The dataset below contains the results from a poll based on a random sample with two variables: response, indicating their response to the poll question, and political, reporting their self-reported political ideology.
A number of randomly sampled registered voters from Tampa, FL were asked if they thought workers who have illegally entered the US should be (i) allowed to keep their jobs and apply for US citizenship, (ii) allowed to keep their jobs as temporary guest workers but not allowed to apply for US citizenship, or (iii) lose their jobs and have to leave the country.
## Copy and run this code to create table
library(ggplot2)
library(dplyr)
immigration <- read.csv("https://collinn.github.io/data/immigrationpoll.csv")
with(immigration, table(response, political)) %>% addmargins(1)
## political
## response conservative liberal moderate
## Apply for citizenship 57 101 120
## Guest worker 121 28 113
## Leave the country 179 45 126
## Not sure 15 1 4
## Sum 372 175 363
We will make a confidence interval to answer the question “What proportion of conservative Tampa voters support workers being ‘allowed to keep their jobs and apply for US citizenship.’
Part A: Describe the parameter of interest, including which symbol we use for it.
Answer: p = proportion of conservative Tampa voters that support ‘workers being allowed to keep their jobs and apply for US citizenship’
Part B: What is the corresponding value of the statistic and what symbol do we use for it?
# p-hat
57 / 372
## [1] 0.1532258
Part C: What is the sample size for the group of conservatives?
# n
372
Part D: Check the conditions for making a confidence interval.
# Random sample: met
# Success condition: 57 successes (met)
# Failure condition: 315 failures (met)
372 - 57
## [1] 315
Part E: Create a 95% confidence interval for the parameter.
p_hat = (57/352)
n = 372
p_hat - 1.96 * sqrt(p_hat * (1-p_hat) / n)
## [1] 0.1244957
p_hat + 1.96 * sqrt(p_hat * (1-p_hat) / n)
## [1] 0.1993679
Part F: Interpret the confidence interval.
Answer: We are 95% confident that the true proportion of conservative Tampa voters that are in favor of citizenship options for workers that have illegally entered the US is between .124 and .199. Somewhere between roughly 1 in 5 or 1 in 8 voters.
(Alternative) We are 95% confident that the true percentage of conservative Tampa voters that are in favor of citizenship options for workers that have illegally entered the US is between 12.4% and 19.9%. Somewhere between roughly 1 in 5 or 1 in 8 voters.
Let’s see if there is a difference between conservatives and liberals in terms of proportions that support workers being ‘allowed to keep their jobs and apply for US citizenship.’
Part A: What is the value of the statistic of interest? (Make ‘Liberal’ the first group)
#p-hat_L - p-hat_C
(101/175) - (57/372)
## [1] 0.4239171
Part B: Check the conditions to make a confidence interval.
# Random samples: met
# Independent groups: met
# Success condition (Liberal): 101 successes (met)
# Failure condition (Liberal): 175-101 = 74 failures (met)
# Success condition (Conservative): 57 successes (met)
# Failure condition (Conservative): 372-57 = 315 failures (met)
Part C: Make a 90% confidence interval.
p1 = (101/175)
p2 = (57/372)
n1 = 175
n2 = 372
qnorm(.95)
## [1] 1.644854
(p1 - p2) - 1.645 * sqrt(p1*(1-p1)/n1 + p2*(1-p2)/n2)
## [1] 0.3552326
(p1 - p2) + 1.645 * sqrt(p1*(1-p1)/n1 + p2*(1-p2)/n2)
## [1] 0.4926015
Part D: Interpret the confidence interval.
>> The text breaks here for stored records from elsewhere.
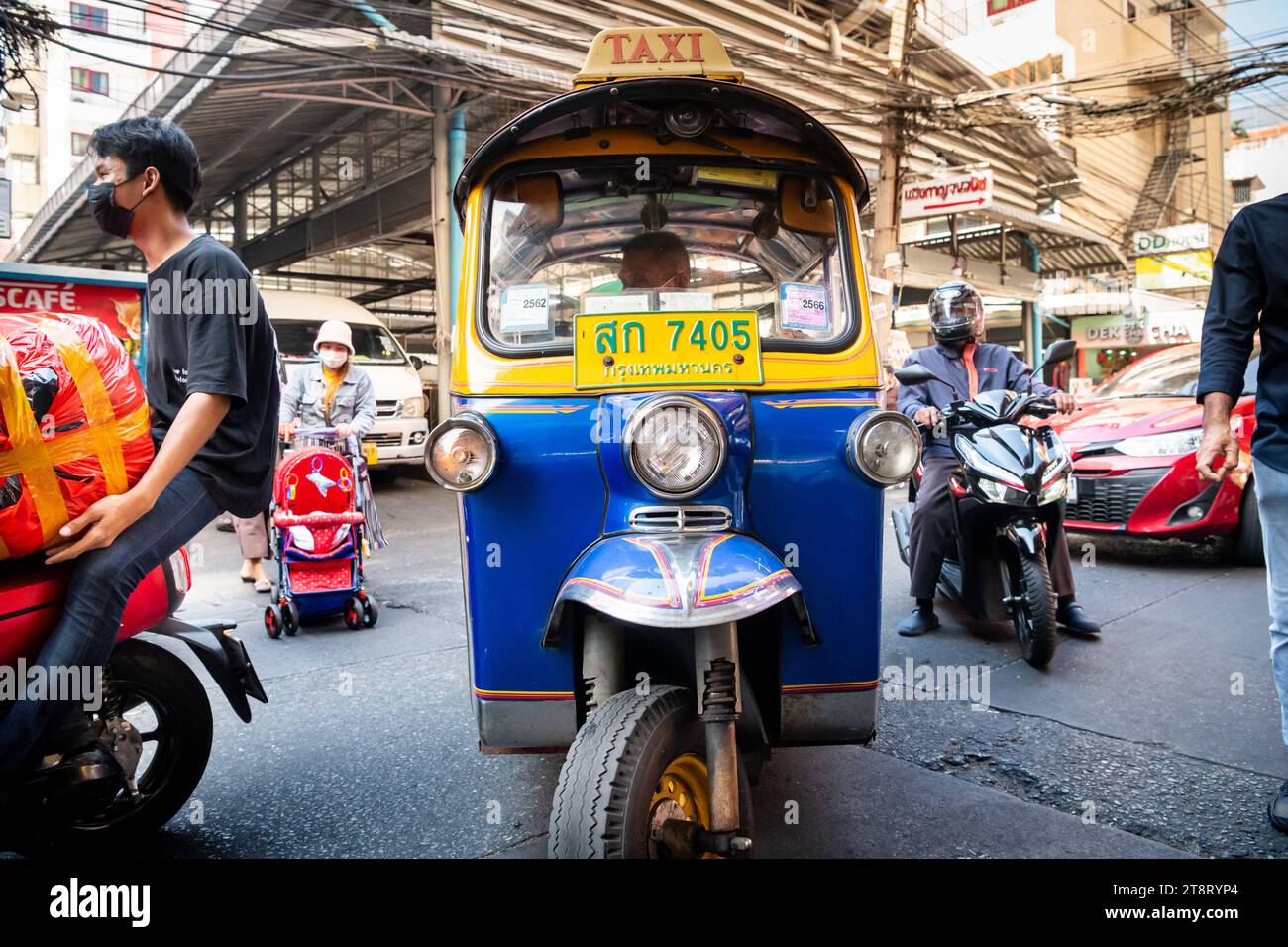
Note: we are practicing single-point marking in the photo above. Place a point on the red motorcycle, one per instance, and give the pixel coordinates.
(123, 770)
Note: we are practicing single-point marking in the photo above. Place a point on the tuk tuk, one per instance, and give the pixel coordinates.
(666, 444)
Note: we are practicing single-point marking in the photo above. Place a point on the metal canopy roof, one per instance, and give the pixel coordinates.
(265, 119)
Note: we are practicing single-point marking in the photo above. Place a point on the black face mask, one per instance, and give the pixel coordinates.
(107, 213)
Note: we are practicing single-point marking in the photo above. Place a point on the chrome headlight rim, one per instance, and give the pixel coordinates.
(854, 441)
(473, 421)
(660, 402)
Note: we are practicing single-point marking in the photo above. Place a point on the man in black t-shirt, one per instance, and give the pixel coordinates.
(213, 390)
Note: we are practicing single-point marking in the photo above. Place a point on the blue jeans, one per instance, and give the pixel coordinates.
(1273, 505)
(101, 582)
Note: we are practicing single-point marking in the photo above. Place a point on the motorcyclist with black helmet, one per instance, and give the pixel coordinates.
(961, 357)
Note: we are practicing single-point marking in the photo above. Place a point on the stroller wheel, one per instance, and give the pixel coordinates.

Include a sentence summary for someone who has no stats background.
Answer: We are 95% confident that the true percentage of liberal Tampa voters is between 35.5% and 49.2% higher than conservative Tampa voters. According to this survey, it looks like liberal Tampa voters are much more likely to support a citizenship option than conservative voters.
Part E: According to the CI, is it plausible there is no difference between the groups?
Answer: No. The entire confidence interval positive. Zero is nowhere close to our interval.
The fraction of workers who are considered “supercommuters”, because they commute more than 90 minutes to get to work, varies by state. Suppose the 1% of Nebraska residents and 6% of New York residents are supercommuters. Now suppose that we plan a study to survey 1000 people from each state, and we will compute the sample proportions \(\hat{p}_{NE}\) for Nebraska and \(\hat{p}_{NY}\) for New York.
Answer: These questions are talking about a sampling distribution in different words. The associated mean will be 0.01 and standard deviation will be
sqrt(.01*.99 / 1000)
## [1] 0.003146427
in repeated samples of size 1000.
The associated mean will be 0.06 and standard deviation will be
sqrt(.06*.94 / 1000)
## [1] 0.007509993
in repeated samples of size 1000.
The associated mean will be 0.05 (because 0.06 - 0.01 = 0.05) and standard deviation will be
sqrt(.06*.94 / 1000 + .01*.99/1000)
## [1] 0.008142481
in repeated samples of size 1000.
The mean of the differences in this distribution will be roughly 0.05. The standard deviation value tells us that on average samples will result in \(\hat{p}_{NY} - \hat{p}_{NE}\)’s that are 0.008 away from this mean.
\(SD_{\hat{p}_{NY} - \hat{p}_{NE}}^2 = SD_{\hat{p}_{NY}}^2 + SD_{\hat{p}_{NE}}^2\)
\(Var(\hat{p}_{NY} - \hat{p}_{NE}) = Var(\hat{p}_{NY}) + Var(\hat{p}_{NE})\)
The variability of the difference is the sum of variability in the individual groups.